Turning “Jorge” into “Jump Tomorrow” wasn’t an easy process. The short film was confined to a single office set, where the reticent title character vied with an arrogant colleague for the affection of a co-worker, and so considerable expansion was necessary. George became a Nigerian immigrant scheduled to be married in a match arranged by his family; he finally loosens up, and is imperceptibly nudged toward a relationship with a different woman, the Latina Alicia (Natalia Verbeke), by a voluble new Gallic friend named Gerard (Hippolyte Girardot) during a comic road trip to his nuptials. “The key for me,” Hopkins explained, “was that the character was introverted, and I knew that for an hour and a half it would be hard to follow such a quiet character, and for comedy we were going to need someone for him to bounce off. So we created the Gerard character that’s the opposite of George–the extrovert. The road movie element was [another] addition.” So was the nationality of Alicia’s current fiancé, who was turned into a snooty Brit played by James Wilby, which allowed Hopkins to play on “the classic cultural clash between France and England” in arguments between him and Gerard.
While expanding the narrative, though, Hopkins stuck visually to a minimalist style. “I think that it’s really important for physical comedy–and I learned this from people like Jacques Tati, and Jim Jarmusch does it–to use very clean backdrops, allowing us to enjoy the physicality of the acting, keeping the frame quite clean. Then the comedy can come from [the actor’s] interaction with the environment.”
For Adepimbe, that interaction required a stillness and reticence that reflected George’s deep shyness. Part of the effect came from the wardrobe–a drab suit and the actor’s own horn-rimmed black glasses “to accentuate George’s awkwardness,” Hopkins said–but most arose from his performance. “It was really fun,” he recalled. “I never really thought of it as being put into this confined suit. It was kind of fun getting to be really, really still and really quiet. You just have to react very subtly to what people are doing. Well, it was fun at first.
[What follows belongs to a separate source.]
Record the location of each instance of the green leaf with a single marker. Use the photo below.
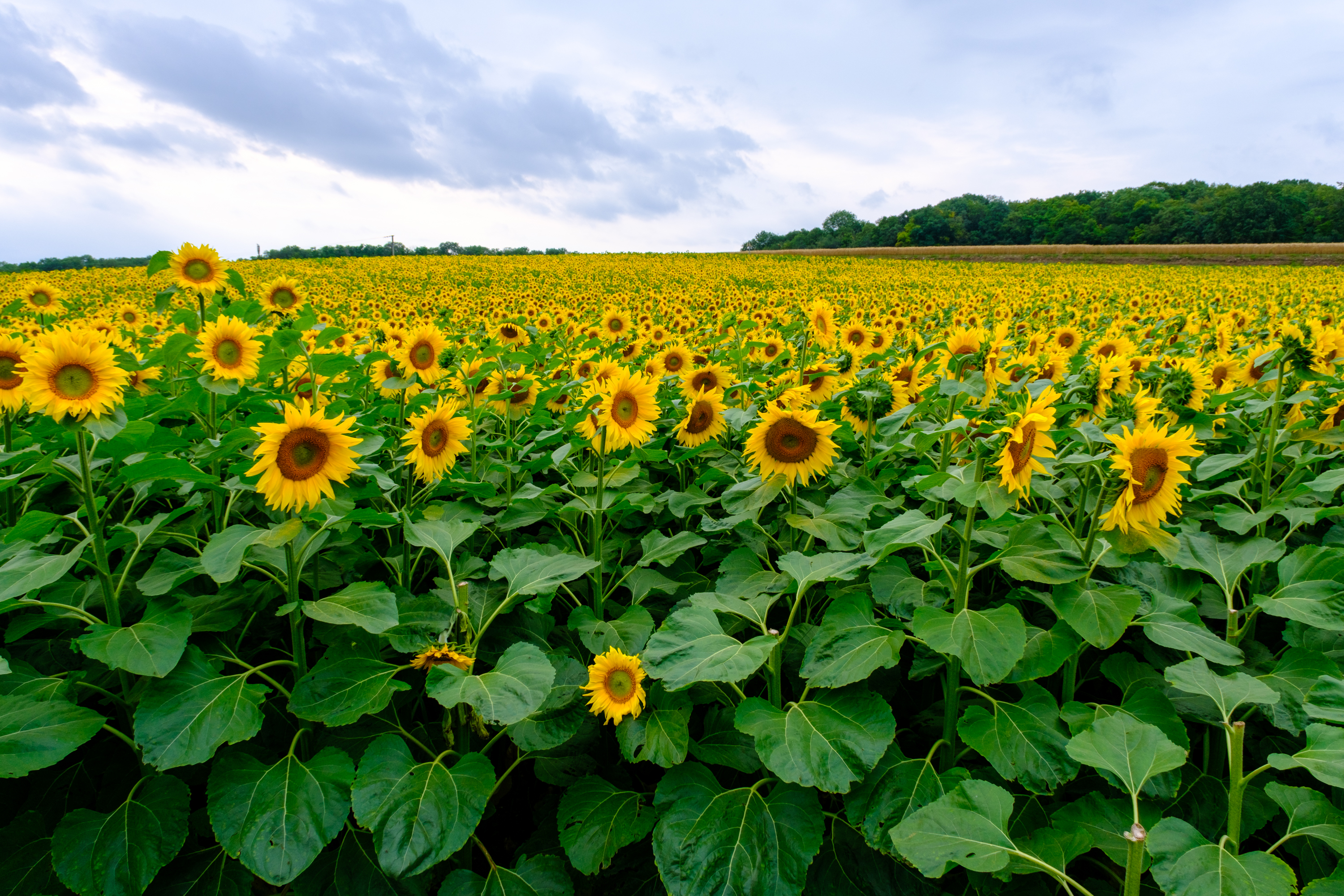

Toward the end I was like, ‘Okay, it’s enough now.'”
Hopkins noted that Adebimpe altered his character slightly for the movie, and that the change was key to the successful expansion of the original. “You made George a lot stronger in the feature,” he said to his star. “It went from being a panicked, shy quiet to a sort of more or less silent quiet that had more strength to it.” Hopkins also praised Adebimpe’s loose attitude as an actor, which, he opined, “probably springs from animation being his first love–acting is this thing, he can take it or leave it.”
Adepimbe agreed that while “I’m going to keep doing both [acting and animation],” he preferred the latter because acting is dependent on the right roles coming one’s way and so “is not as much in your hands.” At NYU he first studied live-action directing, but found the process frustrating because his volunteer cast and crew would frequently wander off to their own projects, leaving him unable to continue until they returned. “I said that the next year I was going into animation because I wouldn’t have to deal with real people,” he recalled, and soon he was specializing in claymation and stop-motion work. “If my actor didn’t work,” he chuckled, “I could rip his head off and make another one.” But he opted to collaborate with Hopkins because “I knew that I could learn something as a filmmaker” from the experience. And he’s happy he did. “I like real people a little more now,” he said with a smile.